Necessidade
1 Capítulo Único.
Notas iniciais
Preferia que não superestimasse sua afeição. Dessa forma, Prudêncio procurava sempre deixar os cantos de seus lábios apenas um pouco levantados, deixando exposto apenas uma simpatia mínima ao encontrar a pessoa esperada. Tudo em cálculo certo para não deixar ao encontro de Eliano aquela derrota por detrás de seus olhos escuros.

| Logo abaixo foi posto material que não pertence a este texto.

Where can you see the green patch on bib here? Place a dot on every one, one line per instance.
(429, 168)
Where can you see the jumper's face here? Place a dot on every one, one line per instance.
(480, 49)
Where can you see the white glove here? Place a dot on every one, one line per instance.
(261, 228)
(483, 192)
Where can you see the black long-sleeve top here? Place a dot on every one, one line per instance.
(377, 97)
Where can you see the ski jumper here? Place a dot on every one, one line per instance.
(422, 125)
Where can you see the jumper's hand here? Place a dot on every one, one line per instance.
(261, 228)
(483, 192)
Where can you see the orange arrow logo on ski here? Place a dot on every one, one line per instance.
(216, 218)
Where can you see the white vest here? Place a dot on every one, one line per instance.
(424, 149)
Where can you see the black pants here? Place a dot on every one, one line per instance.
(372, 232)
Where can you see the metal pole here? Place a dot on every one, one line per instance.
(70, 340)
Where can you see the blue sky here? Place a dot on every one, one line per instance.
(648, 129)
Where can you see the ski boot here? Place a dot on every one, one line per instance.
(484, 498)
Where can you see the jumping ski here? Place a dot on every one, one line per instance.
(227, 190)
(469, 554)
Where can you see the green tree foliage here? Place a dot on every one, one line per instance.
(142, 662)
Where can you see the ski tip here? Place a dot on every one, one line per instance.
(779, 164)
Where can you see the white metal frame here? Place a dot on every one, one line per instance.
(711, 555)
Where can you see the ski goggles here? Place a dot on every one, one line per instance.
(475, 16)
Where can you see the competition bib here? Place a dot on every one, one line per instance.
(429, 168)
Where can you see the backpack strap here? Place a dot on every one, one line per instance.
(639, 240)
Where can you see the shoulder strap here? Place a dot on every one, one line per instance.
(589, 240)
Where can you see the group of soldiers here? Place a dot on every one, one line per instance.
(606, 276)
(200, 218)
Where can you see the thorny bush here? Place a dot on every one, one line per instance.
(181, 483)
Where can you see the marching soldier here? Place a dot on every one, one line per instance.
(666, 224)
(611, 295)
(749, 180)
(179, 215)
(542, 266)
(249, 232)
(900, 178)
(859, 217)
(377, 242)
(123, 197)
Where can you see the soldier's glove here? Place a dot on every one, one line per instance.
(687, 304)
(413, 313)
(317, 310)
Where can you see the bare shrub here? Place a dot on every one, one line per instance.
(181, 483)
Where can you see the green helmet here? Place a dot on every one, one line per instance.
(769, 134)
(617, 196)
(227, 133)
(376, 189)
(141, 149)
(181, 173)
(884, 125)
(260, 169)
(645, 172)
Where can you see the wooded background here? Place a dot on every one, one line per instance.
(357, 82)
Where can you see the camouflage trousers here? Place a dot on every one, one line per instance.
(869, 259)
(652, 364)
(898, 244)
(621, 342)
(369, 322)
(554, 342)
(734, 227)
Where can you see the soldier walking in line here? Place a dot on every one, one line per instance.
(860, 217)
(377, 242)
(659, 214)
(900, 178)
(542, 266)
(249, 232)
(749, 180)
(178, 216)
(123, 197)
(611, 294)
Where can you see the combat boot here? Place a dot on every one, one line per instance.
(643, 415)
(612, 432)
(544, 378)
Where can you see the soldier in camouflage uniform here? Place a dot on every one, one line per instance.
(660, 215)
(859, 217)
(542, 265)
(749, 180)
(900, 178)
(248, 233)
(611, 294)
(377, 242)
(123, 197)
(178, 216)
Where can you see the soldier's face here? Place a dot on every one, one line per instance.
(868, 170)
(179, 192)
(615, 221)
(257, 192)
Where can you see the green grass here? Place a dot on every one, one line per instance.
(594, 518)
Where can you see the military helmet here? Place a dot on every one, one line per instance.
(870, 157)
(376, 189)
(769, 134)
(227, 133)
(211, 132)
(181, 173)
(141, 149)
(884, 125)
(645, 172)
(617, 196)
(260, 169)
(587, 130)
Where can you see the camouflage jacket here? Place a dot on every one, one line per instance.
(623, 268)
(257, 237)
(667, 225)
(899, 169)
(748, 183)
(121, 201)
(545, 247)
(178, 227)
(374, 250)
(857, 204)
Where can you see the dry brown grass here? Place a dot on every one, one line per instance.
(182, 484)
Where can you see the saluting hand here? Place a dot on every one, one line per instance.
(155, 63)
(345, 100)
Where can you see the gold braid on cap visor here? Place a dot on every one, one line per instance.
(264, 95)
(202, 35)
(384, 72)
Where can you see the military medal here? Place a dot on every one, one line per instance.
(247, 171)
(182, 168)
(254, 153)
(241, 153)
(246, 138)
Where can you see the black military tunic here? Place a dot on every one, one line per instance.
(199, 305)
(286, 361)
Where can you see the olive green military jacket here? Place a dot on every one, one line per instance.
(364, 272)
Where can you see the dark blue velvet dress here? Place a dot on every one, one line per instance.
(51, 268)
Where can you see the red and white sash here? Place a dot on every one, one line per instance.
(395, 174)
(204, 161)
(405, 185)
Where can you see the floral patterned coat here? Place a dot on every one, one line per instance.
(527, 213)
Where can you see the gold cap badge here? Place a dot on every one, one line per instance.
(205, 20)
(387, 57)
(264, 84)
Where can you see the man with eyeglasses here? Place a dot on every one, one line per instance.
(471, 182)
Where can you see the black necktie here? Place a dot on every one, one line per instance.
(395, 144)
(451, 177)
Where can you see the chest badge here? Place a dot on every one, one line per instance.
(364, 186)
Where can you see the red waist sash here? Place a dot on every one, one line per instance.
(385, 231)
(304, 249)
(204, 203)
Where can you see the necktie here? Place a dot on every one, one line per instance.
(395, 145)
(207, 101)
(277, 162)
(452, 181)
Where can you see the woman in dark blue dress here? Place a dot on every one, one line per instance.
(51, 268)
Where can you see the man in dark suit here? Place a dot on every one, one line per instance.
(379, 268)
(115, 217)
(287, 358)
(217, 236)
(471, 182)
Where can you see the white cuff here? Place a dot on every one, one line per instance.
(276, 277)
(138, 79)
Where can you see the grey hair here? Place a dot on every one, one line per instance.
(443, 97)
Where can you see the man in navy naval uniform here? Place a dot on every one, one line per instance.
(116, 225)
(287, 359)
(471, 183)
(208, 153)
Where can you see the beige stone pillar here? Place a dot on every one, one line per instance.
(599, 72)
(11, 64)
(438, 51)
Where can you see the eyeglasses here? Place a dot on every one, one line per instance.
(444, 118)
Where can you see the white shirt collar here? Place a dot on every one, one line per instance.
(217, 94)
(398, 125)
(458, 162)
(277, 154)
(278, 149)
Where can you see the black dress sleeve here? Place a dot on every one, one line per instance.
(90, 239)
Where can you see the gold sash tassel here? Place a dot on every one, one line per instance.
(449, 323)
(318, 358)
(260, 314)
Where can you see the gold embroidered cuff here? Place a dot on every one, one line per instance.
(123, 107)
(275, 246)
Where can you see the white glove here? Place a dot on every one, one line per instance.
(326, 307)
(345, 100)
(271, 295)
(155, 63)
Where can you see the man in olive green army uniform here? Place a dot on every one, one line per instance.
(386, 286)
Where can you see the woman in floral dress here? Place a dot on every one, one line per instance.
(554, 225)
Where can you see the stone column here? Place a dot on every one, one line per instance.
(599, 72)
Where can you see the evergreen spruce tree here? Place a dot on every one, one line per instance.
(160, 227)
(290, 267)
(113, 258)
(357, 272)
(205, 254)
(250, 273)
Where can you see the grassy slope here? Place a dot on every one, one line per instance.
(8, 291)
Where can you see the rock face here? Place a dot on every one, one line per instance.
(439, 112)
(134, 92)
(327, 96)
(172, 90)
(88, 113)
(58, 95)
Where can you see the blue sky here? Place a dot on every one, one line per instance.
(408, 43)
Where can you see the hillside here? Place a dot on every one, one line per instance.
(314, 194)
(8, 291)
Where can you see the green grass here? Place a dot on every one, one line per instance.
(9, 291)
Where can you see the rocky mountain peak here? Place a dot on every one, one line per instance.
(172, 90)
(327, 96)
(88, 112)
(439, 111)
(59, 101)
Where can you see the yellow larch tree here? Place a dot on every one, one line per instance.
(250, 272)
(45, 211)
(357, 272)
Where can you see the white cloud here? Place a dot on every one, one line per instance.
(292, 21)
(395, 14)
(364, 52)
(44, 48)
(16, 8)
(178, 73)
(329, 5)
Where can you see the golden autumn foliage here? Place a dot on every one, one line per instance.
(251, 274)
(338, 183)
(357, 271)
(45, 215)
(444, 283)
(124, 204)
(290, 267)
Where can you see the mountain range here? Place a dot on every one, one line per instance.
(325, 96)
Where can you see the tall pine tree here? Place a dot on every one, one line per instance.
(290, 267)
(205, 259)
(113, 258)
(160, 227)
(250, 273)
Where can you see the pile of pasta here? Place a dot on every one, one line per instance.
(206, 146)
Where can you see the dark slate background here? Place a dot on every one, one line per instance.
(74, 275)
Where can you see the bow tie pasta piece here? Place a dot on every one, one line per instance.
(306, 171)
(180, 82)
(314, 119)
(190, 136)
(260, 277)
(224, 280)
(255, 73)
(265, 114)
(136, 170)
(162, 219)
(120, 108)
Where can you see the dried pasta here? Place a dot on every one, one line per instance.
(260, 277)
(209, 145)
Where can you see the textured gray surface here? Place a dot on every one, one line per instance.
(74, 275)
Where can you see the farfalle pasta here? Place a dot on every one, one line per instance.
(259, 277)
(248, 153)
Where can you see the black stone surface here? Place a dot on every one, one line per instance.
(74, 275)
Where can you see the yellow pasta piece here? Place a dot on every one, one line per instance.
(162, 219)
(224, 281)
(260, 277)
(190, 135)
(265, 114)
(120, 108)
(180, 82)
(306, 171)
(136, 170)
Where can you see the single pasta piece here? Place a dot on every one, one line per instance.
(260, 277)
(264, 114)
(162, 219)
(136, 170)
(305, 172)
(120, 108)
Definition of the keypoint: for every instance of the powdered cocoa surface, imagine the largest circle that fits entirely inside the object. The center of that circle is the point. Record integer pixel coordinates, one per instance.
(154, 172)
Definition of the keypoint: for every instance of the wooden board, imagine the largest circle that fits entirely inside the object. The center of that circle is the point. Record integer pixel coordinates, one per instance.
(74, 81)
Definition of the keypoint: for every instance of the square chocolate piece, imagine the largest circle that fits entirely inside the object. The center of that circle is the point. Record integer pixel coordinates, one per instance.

A palavra, que o determinava como perdedor, estava presa em sua pele e restante do corpo como uma mordida de gato irritado, e a necessidade daquele homem perto dele, em proximidades que lhe permitiriam captar o cheiro fraco de pele sem perfume, exigindo lógicas cada vez mais incompreensíveis com o passar dos dias, latindo faminta no peito.
Era tarde. Estavam tão atrasados naquele tempo de rotinas e planos. Incabível aquelas emoções o partindo aos poucos. Preferia as questões equilibradas, não aquela injustiça em que dificilmente poderia contar com um retorno, gota a gota, de seu investimento sentimental. Mesmo se fosse amado, algo que dificilmente lhe passava como possibilidade por conta daquela obsessão de seu amigo por questões literárias, não lhe parecia algo compensável ao esforço.
Amava demais e se orgulhava demais de si mesmo para esperar aquele amor real desbalanceado. Contudo, Prudêncio ainda era um derrotado. Então, aqueles sorrisos breves, controlados, que eram respondidos pelo mau humor leve, cotidiano, resmungão, que eram traços de seu amigo de infância.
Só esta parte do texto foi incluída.